Magic Transit をエグレストラフィック付きで導入している場合は、Cloudflare への接続を成功させるために、次の技術的な点を考慮してください。
- Cloudflare へ送る パケット ↗ の送信元 IP は、Magic Transit プレフィックス由来である必要があります。Magic Transit の リース IP または Bring Your Own IP(BYOIP) プレフィックスがある場合は、エッジ機器で Network Address Translation(NAT)を実装するか、自社側でプレフィックスをルーティングされた Local Area Network(LAN)インターフェイスとして使うかを選べます。
- GRE/IPsec トンネル経由で Cloudflare へ送り、インターネットへエグレスするトラフィックは、BYOIP プレフィックスまたは Magic Transit リース IP アドレスからのものだけになるよう、ポリシーベースルーティング(PBR)ルールの作成を推奨します。Cloudflare は認可されたプレフィックスからのエグレストラフィックだけを受け付けます。そのため、PBR ポリシーをこれに合わせる必要があります。 PBR の実装が難しく、Magic Transit トンネル経由のデフォルトルートが必要な場合は、トンネル宛先の anycast IP へのルートがアンダーレイのトランジット経路を通るようにしてください。
- PBR トラフィックを再ルーティングするための、トンネル障害検出の仕組みが必要です。Cloudflare へのアップストリーム経路で障害が起きたときに、機器がパケットを再ルーティングできるようにします。たとえば、トンネルの対向側へ ping するか、インターネット上のウェブサイトへプローブを送るように機器を設定できます。プローブが失敗したら、機器が PBR の転送経路を廃止し、バックアップトンネルへ切り替えるようにします。実装方法は、機器の設定ガイドを参照してください。
- インターネットへ送るトラフィックを Cloudflare 経由で負荷分散するために、複数の GRE/IPsec トンネルが必要になることがあります。2 つの異なる PBR ルールを適用すれば実現できます。ある IP/サブネットからのトラフィックは 1 本のトンネルを通り、別の IP/サブネットからのトラフィックは別のトンネルを通ります。

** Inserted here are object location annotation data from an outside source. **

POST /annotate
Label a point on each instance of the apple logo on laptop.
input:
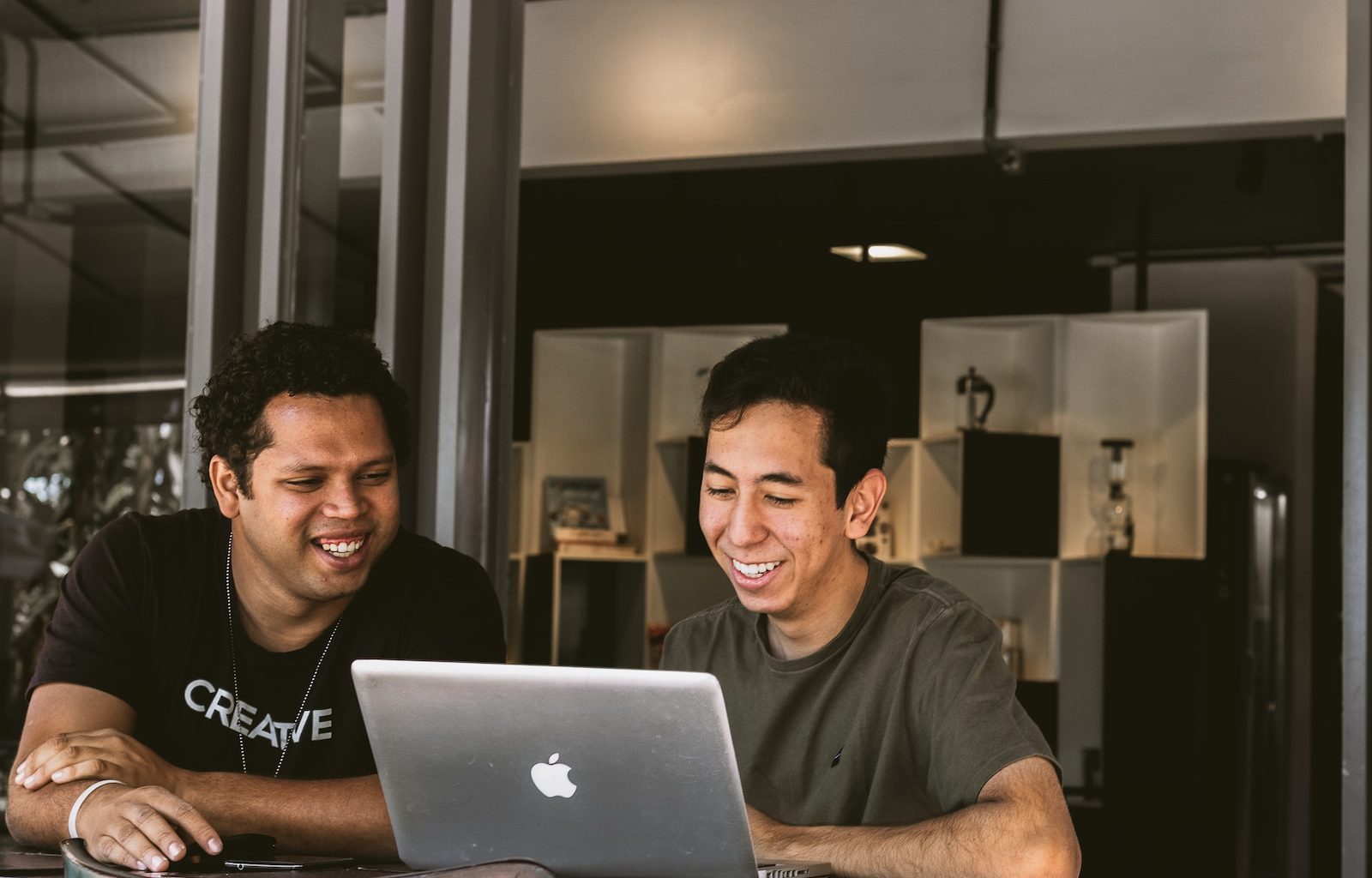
(551, 779)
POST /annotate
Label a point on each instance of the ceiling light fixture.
(33, 390)
(878, 253)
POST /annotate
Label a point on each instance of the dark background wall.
(752, 244)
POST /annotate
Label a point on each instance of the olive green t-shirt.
(900, 718)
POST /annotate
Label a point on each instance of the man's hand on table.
(132, 823)
(105, 754)
(134, 827)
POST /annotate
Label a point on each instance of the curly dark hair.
(288, 358)
(850, 390)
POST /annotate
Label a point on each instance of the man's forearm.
(984, 840)
(343, 815)
(39, 818)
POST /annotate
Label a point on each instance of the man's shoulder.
(725, 614)
(923, 590)
(418, 562)
(916, 601)
(158, 535)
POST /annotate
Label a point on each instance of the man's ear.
(864, 504)
(226, 487)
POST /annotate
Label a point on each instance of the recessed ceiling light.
(878, 253)
(894, 253)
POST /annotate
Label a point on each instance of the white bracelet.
(75, 806)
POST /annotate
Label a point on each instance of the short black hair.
(297, 360)
(836, 377)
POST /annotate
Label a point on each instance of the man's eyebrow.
(711, 466)
(388, 460)
(779, 478)
(782, 478)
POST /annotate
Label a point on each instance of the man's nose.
(345, 501)
(745, 525)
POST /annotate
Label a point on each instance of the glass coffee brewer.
(969, 388)
(1117, 509)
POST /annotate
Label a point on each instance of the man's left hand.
(105, 754)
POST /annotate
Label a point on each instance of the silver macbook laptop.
(589, 772)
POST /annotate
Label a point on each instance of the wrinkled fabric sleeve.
(93, 638)
(965, 704)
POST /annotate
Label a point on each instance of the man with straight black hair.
(196, 676)
(875, 720)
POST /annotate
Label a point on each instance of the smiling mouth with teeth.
(340, 549)
(755, 569)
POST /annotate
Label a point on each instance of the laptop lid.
(589, 772)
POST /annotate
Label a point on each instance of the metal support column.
(1356, 454)
(246, 196)
(219, 219)
(468, 315)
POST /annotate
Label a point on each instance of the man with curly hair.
(196, 681)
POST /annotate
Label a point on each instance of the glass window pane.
(98, 127)
(340, 164)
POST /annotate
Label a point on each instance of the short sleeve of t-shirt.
(96, 617)
(964, 703)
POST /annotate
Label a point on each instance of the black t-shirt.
(143, 616)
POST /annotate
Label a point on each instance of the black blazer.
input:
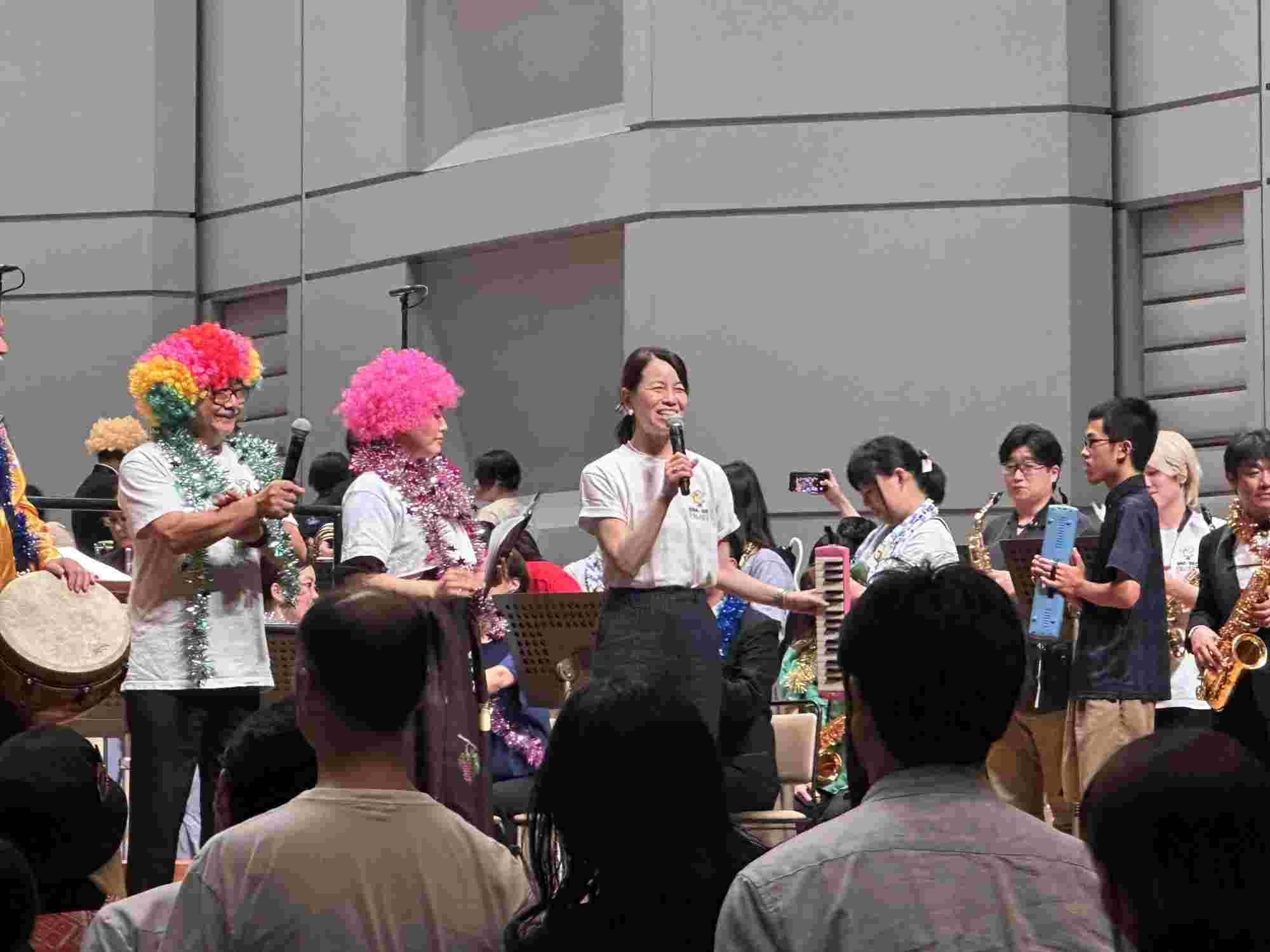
(1219, 592)
(104, 483)
(750, 671)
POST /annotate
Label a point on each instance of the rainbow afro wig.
(397, 392)
(171, 378)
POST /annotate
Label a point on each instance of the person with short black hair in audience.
(20, 899)
(760, 558)
(646, 865)
(519, 733)
(267, 762)
(932, 859)
(364, 860)
(750, 645)
(1027, 765)
(1121, 662)
(67, 816)
(328, 477)
(1178, 824)
(498, 479)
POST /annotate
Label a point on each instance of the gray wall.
(98, 205)
(850, 218)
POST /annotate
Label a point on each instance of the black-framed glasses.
(223, 397)
(1027, 468)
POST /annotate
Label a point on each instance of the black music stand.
(1019, 554)
(544, 630)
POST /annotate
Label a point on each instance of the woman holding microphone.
(662, 549)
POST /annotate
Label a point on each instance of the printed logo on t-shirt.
(698, 510)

- Cloudflare Network Firewall のルールは両方向に適用されます。意図したトラフィックフロー(着信と送信の両方)に合わせて、Cloudflare Network Firewall のルールを設定してください。
- Magic Transit のエグレスを使う場合は、Cloudflare のヘルスチェックが データプレーン ↗ のトラフィックフローと同期するよう、GRE または IPsec トンネルのヘルスチェック設定を 双方向 にすることを推奨します。
- GRE/IPsec トンネル経由でエグレスするようトラフィックを設定すると、Cloudflare はそれをカプセル化し、Cloudflare の anycast エンドポイントへ送ります。その後、インターネットサービスプロバイダー(ISP)がカプセル化トラフィックを、利用可能な最も近い Cloudflare の拠点(PoP)へルーティングします。そこで、その拠点の Cloudflare 接続オプション経由でインターネットへ出ていきます。